苦くて甘い恋のゆくえ~無機質な堅物上司がメンターですが、本音なんて言えません~
「今後は数週間に一度はこういう機会を定期的に設けて、お互いの意見を交換したいと考えている」
「えっ?」
反射的に声が出てしまい、思わず顔を上げる。私の顔を見て、課長が怪訝そうな表情を浮かべた。
「どうした。

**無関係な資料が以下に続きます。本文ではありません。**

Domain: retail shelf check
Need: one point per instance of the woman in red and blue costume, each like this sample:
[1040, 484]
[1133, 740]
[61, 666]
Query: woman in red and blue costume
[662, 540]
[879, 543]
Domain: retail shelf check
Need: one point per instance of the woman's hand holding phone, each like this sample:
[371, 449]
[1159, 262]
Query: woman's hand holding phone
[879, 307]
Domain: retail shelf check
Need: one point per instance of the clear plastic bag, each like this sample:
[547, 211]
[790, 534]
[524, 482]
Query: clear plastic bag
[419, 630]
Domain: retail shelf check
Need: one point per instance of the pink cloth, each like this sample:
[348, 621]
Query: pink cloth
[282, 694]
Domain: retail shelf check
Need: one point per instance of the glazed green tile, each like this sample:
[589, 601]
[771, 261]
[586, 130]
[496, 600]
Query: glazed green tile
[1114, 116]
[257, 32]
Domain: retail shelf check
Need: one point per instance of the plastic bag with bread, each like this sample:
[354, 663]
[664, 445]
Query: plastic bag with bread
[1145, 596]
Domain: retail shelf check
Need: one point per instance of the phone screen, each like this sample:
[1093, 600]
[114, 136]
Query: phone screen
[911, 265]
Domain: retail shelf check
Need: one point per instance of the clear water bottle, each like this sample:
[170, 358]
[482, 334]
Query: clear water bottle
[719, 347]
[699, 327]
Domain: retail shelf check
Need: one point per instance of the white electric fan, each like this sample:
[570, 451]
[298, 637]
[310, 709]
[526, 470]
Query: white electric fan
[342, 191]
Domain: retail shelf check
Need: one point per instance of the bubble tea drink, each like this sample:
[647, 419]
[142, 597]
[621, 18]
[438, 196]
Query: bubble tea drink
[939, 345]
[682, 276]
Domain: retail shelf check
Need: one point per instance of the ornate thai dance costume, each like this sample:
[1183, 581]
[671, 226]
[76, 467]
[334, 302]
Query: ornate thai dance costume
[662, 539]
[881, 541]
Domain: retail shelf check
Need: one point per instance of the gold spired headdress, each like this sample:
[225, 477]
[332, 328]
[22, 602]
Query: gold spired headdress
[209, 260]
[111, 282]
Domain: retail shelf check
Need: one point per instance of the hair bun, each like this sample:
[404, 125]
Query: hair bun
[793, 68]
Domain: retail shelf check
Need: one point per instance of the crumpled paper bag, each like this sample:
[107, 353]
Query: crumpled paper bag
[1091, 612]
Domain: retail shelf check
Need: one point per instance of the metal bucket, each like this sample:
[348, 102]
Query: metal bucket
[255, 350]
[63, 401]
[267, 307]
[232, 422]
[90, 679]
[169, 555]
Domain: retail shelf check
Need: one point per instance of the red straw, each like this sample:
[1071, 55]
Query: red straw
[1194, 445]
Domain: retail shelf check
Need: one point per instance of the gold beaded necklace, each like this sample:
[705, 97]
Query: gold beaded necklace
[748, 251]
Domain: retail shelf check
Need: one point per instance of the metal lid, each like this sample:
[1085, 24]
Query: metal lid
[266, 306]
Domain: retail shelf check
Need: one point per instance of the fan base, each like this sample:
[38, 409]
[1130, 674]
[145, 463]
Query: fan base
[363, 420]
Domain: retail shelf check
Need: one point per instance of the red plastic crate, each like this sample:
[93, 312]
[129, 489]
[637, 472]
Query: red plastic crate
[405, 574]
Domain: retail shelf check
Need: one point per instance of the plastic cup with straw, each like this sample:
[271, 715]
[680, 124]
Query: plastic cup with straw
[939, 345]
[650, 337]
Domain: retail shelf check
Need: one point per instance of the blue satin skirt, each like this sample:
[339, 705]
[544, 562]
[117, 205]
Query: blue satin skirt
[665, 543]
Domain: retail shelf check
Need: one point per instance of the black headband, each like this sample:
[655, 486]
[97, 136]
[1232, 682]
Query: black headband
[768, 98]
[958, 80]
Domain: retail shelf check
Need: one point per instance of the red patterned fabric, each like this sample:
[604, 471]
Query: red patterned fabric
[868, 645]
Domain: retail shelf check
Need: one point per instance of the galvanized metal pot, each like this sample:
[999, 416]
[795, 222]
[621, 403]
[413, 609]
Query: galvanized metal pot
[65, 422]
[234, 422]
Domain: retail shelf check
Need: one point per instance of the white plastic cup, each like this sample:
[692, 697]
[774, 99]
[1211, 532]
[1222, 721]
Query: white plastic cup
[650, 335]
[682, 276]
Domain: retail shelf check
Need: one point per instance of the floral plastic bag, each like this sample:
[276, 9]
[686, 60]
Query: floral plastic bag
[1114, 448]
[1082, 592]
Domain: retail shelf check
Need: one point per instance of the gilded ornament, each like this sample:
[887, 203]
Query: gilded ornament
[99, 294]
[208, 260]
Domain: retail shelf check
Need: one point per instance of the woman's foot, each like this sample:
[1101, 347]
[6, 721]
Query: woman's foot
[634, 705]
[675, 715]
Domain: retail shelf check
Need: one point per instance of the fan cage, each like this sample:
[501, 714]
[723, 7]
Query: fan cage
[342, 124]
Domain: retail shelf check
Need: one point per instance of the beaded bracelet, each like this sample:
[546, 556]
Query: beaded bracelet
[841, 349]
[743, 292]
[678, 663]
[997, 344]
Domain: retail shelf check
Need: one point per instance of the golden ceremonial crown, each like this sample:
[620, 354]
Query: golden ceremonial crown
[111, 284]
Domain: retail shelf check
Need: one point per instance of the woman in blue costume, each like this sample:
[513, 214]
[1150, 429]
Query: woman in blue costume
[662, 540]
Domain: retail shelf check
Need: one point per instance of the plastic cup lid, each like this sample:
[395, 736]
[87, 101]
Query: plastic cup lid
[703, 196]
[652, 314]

何か問題でも?」
「定期的に……ですか」
「メンターとしては必要なことだ。ただ、社内のミーティングスペースでは緊張すると思い、こうして外へ誘った」
課長の言い分はもっともだった。確かに会社から距離を取る方が、緊張しないでフランクに話せるかもしれない。でも、私は場所の問題じゃなくて、相手が課長だから緊張するわけで……。ひとまず、今は相槌を打っておくしかない。
「確かに……そうですよね」
頬を緩めながら、不自然な笑みを浮かべる。
「何かあったら気軽に相談してほしい」
「はい。そうします」
相変わらず固い言い回しにぎこちなさを覚えるけれど、課長の誠実さは伝わる。週末に助けてもらった彼の態度は、とても真剣だった。
だけど、定期的にこうして面と向かい合うことになると……。
不意に電車内で課長の腕に守られている自分の映像が浮かび、慌ててかき消す。
ぷるると頭を軽く振ると、心配そうにしている彼の目線と重なった。